What may be the cause of this problem?
I'm getting this too, when a ContentLength64 is specified and KeepAlive is false. It seems as though the client is inspecting the Content-Length header (which, by all possible accounts, is set correctly, since I get an exception with any other value) and then saying "Whelp I'm done KTHXBYE" and closing the connection a little bit before the underlying HttpListenerResponse stream was expecting it to. For now, I'm just catching the exception and moving on.
I've only gotten this particular exception once so far when using HttpListener.
It occurred when I resumed execution after my application had been standing on a breakpoint for a while.

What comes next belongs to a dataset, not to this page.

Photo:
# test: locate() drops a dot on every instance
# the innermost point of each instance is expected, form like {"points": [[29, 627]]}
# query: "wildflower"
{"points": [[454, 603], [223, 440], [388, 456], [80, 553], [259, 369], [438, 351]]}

Perhaps there is some sort of internal timeout involved? Your application sends data in bursts, which means it's probably completely inactive a lot of the time. Did the exception occur immediately after a period of inactivity?
Same problem here, but other threads suggest ignoring the Exception.
C# problem with HttpListener
May be that's not the right thing to do.
For me I find that whenever the client close the webpage before it load fully it gives me that exception. What I do is just add a try catch block and print something when the exception happen. In another word I just ignore the exception.
The problem occurs when you're trying to respond to an invalid request. Take a look at this. I found out that the only way to solve this problem is:
listener = new HttpListener();
listener.IgnoreWriteExceptions = true;
Just set IgnoreWriteExceptions to true after instantiating your listener and the errors are gone.
Update:
For a deeper explanation, Http protocol is based on TCP protocol which works with streams to which each peer writes data. TCP protocol is peer to peer and each peer can close the connection. When the client sends a request to your HttpListener there will be a TCP handshake, then the server will process the data and responds back to the client by writing into the connection's stream. If you try to write into a stream which is already closed by the remote peer the Exception with "Specified network name is no longer available" will occur.